Ville d’astéroïdes : Un théâtre psychologique à la Wes Anderson

Ville d’astéroïdes : Un théâtre psychologique à la Wes Anderson

L’AVIS DU « MONDE » – À NE PAS MANQUER

Il y a un peu plus d’un an, avec La dépêche française (2021), le dandy texan Wes Anderson rendait hommage à la presse écrite américaine et se rêvait rédacteur en chef d’un film foisonnant, où la mise en scène accomplissait un fantasme de mise en page. Tourné dans la foulée, marquant en cela une accélération inédite dans la carrière du cinéaste, Ville d’astéroïdes convoque, quant à lui, la tradition scénique, et pas n’importe laquelle : le théâtre psychologique de l’après-guerre, qui déferla à Hollywood avec des figures telles que Joshua Logan (Pique-nique, Arrêt d’autobus), Elia Kazan (Un tramway nommé désir, Sur les quais) ou Richard Brooks (La Chatte sur un toit brûlant).

Lire la critique : Article réservé à nos abonnés Dans « The French Dispatch », Wes Anderson s’amuse avec la légende dorée du journalisme

A cette école qui introduisit le jeu d’acteur moderne se réfère donc ouvertement un film se déroulant sur deux niveaux : dans une petite localité inventée pour les besoins d’une pièce et dans les coulisses de la fabrication de celle-ci. La dépêche française était un film sur l’écriture ; Ville d’astéroïdes en sera un sur le théâtre, prenant à bras-le-corps la question de l’acteur et de l’incarnation.

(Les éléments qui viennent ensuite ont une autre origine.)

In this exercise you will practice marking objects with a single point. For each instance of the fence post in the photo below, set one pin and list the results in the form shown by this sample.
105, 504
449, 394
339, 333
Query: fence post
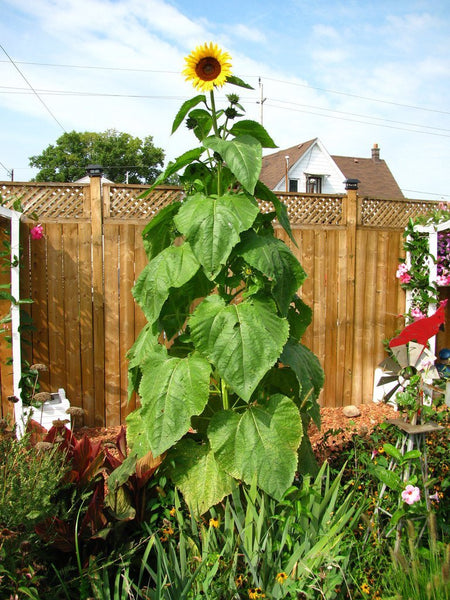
351, 201
98, 316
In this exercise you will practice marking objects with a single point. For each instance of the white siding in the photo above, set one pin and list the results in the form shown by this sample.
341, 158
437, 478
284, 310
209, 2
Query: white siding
316, 161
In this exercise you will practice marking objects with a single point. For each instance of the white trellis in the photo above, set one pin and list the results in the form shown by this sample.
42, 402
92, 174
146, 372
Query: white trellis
432, 230
14, 218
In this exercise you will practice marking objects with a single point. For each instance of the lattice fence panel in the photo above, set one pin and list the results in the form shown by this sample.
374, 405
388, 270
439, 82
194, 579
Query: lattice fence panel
127, 203
46, 200
306, 209
393, 214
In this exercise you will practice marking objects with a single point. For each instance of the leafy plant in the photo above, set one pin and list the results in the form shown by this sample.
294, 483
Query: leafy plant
253, 546
30, 478
420, 572
226, 387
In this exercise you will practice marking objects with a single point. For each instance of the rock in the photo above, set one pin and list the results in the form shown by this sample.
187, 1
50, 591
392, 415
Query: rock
351, 411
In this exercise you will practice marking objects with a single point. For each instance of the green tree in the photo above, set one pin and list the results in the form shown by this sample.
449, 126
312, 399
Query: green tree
118, 153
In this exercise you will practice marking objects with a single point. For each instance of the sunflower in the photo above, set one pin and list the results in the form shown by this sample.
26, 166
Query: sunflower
207, 66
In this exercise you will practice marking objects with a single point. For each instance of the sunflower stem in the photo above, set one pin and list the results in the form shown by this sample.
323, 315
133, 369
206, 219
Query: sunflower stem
225, 398
216, 131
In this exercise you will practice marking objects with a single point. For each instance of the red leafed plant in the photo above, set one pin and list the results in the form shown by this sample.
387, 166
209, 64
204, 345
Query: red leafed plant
83, 495
128, 479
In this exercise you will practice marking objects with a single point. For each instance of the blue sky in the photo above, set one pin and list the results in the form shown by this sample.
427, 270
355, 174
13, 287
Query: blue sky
351, 73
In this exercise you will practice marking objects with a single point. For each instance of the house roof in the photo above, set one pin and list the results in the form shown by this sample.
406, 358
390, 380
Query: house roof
274, 165
376, 180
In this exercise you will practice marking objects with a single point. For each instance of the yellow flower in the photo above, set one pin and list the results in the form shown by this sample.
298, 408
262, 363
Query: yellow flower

Lire aussi  Un chef cuisinier quitte le Château Frontenac pour s’installer aux Îles-de-la-Madeleine

La scène s’établit en 1955, dans le désert de l’Ouest américain. Asteroid City est une petite ville poussée à proximité d’un cratère creusé par la chute d’une météorite, depuis transformé en site touristique. Autour de la route rectiligne qui traverse les lieux, on décompte un le dîner flanqué d’un garage, un lot de bungalows, une rampe d’accès autoroutière jamais terminée et, au loin, quelque champignon sporadique d’essai nucléaire.

Mélancolie diffuse

Chaque année, les élèves du pays affluent en bus pour participer à un concours d’inventions scientifiques. Augie Steenbeck (Jason Schwartzman), photoreporter de guerre, y débarque avec son garçon, Woodrow (Jake Ryan), petit inventeur dit « Brainiac » (« le cerveau »), et ses trois fillettes, à peine relevés du décès de leur mère. Il y fait la rencontre de Midge Campbell (Scarlett Johansson), star hollywoodienne fraîchement divorcée, qui occupe le bungalow voisin. Au cours de la cérémonie, un alien descendu d’une soucoupe s’invite inopinément pour dérober l’astéroïde. Ce qui vaut à tout ce petit monde, dès le lendemain, d’être immobilisé par l’armée, qui verrouille le site sur-le-champ.

Lire aussi  Les fuites de GTA 6 révèlent que la météo aurait des effets dynamiques sur le monde du jeu

A la folle agitation de La dépêche française succède donc ce théâtre horizontal d’attente et d’immobilité, où tout fonctionne comme en modèle réduit. Dans cette plaine nue et presque absurde, Wes Anderson réunit une petite communauté de cœurs brisés (et l’un de ces castings faramineux dont le cinéaste a le secret : Tom Hanks, Tilda Swinton, Willem Dafoe, Margot Robbie, Matt Dillon, etc.), des êtres endeuillés auxquels manque tous quelque chose ou quelqu’un. Le récit en couleurs chatoyantes est entrelardé d’encarts « méta » en noir et blanc, où l’on suit les étapes de fabrication du spectacle. A l’auteur (Edward Norton) et au metteur en scène (Adrien Brody), il arrive d’avouer que le sens de la pièce leur échappe. C’est qu’Ville d’astéroïdes résiste à la tentation de la fable, à laquelle il préfère un vertige pirandellien : une myriade de personnages en quête de sens, perdus quelque part entre scène et coulisses, suspendus dans la mise en abyme.

Lire aussi  Goodreads a trop de pouvoir pour que sa modération soit aussi mauvaise

Il vous reste 48,03% de cet article à lire. La suite est réservée aux abonnés.

dans un article qui peut être bien classé dans Google
#une #communauté #cœurs #brisés #quête #sens
publish_date]

Facebook
Twitter
LinkedIn
Pinterest

Leave a Comment

This site uses Akismet to reduce spam. Learn how your comment data is processed.